They pulled me to my feet and shoved me forward. I heard footsteps all around me and knew I was surrounded. Then they were pushing me up a short flight of stairs. I heard a door open, then slam shut with a hollow aluminum bang. I was shoved into a chair and the hood was pulled off my head.
I was inside a construction trailer. Dim light came through a single sliding window. A figure sat with his back to it.
“Hi, John. It’s good to see you.” It was Holtzer, of course.
“Fuck,” I said, deliberately radiating an air of defeat and despondency. Not so hard, under the circumstances. “How did you get to me?”
“I knew you’d hear about Bulfinch, that you’d make another play for the disk.

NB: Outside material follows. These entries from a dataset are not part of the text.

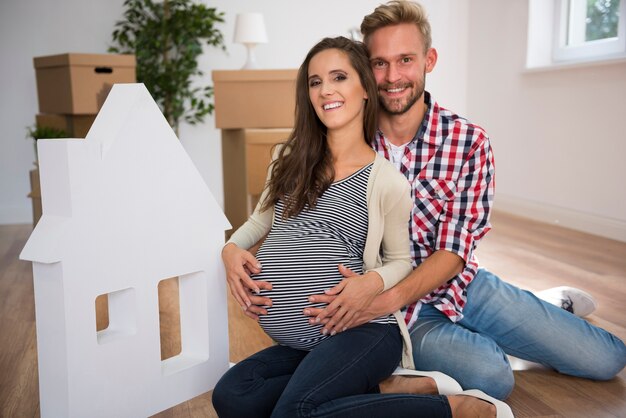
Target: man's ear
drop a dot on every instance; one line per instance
(431, 59)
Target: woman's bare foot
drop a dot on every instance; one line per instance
(415, 385)
(470, 407)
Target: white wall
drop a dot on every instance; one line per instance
(559, 136)
(30, 28)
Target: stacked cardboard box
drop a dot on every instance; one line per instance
(71, 88)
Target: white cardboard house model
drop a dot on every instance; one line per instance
(124, 209)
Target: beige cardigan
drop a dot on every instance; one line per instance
(389, 207)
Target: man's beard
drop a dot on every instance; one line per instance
(395, 106)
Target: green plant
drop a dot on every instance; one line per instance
(44, 132)
(166, 38)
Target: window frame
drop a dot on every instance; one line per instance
(583, 51)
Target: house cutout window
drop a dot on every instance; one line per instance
(102, 312)
(169, 318)
(122, 316)
(193, 319)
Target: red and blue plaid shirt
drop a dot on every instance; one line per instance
(450, 166)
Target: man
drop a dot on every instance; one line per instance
(463, 320)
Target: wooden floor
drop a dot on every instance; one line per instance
(529, 254)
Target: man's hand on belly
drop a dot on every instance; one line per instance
(351, 303)
(257, 307)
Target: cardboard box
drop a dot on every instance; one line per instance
(254, 98)
(78, 84)
(76, 126)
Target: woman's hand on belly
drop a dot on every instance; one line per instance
(239, 264)
(353, 295)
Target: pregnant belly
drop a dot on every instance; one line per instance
(292, 284)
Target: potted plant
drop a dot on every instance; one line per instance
(166, 38)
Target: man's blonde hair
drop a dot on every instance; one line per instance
(396, 12)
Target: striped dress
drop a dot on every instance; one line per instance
(300, 257)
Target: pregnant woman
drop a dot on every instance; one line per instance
(329, 200)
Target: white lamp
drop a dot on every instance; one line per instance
(250, 30)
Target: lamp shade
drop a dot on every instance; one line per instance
(250, 29)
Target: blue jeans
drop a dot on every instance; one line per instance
(501, 319)
(338, 378)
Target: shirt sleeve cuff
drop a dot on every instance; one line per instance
(456, 239)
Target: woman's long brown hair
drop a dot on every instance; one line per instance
(304, 168)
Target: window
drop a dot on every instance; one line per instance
(565, 32)
(589, 30)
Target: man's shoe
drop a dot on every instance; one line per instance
(571, 299)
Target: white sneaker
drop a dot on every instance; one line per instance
(571, 299)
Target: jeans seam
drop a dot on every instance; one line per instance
(335, 375)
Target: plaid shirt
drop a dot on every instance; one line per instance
(450, 166)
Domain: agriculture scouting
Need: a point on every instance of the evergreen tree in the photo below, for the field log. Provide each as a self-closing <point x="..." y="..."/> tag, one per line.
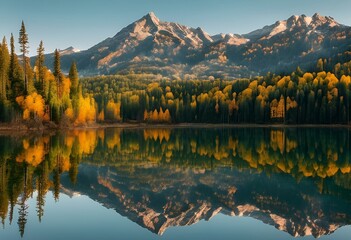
<point x="15" y="73"/>
<point x="4" y="69"/>
<point x="57" y="72"/>
<point x="73" y="76"/>
<point x="40" y="68"/>
<point x="23" y="41"/>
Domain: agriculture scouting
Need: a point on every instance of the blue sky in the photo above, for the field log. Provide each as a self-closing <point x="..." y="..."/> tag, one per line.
<point x="82" y="24"/>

I know you’ve got sources, that you might be able to put together enough of the pieces to track me. As a precaution, we set up checkpoints around the likely staging areas near the base. You walked right into one of them.”
“Fuck,” I said again, meaning it.
“Don’t be so hard on yourself. You got pretty close. But you should have known you were going to come up short, John. You always do, when you’re up against me.”
“Right,” I said, trying to see how I was going to get out of this. Without the handcuffs, I might be able to get past Holtzer and the two men at the door, although I didn’t know who was still outside. With the handcuffs, I wasn’t going anywhere.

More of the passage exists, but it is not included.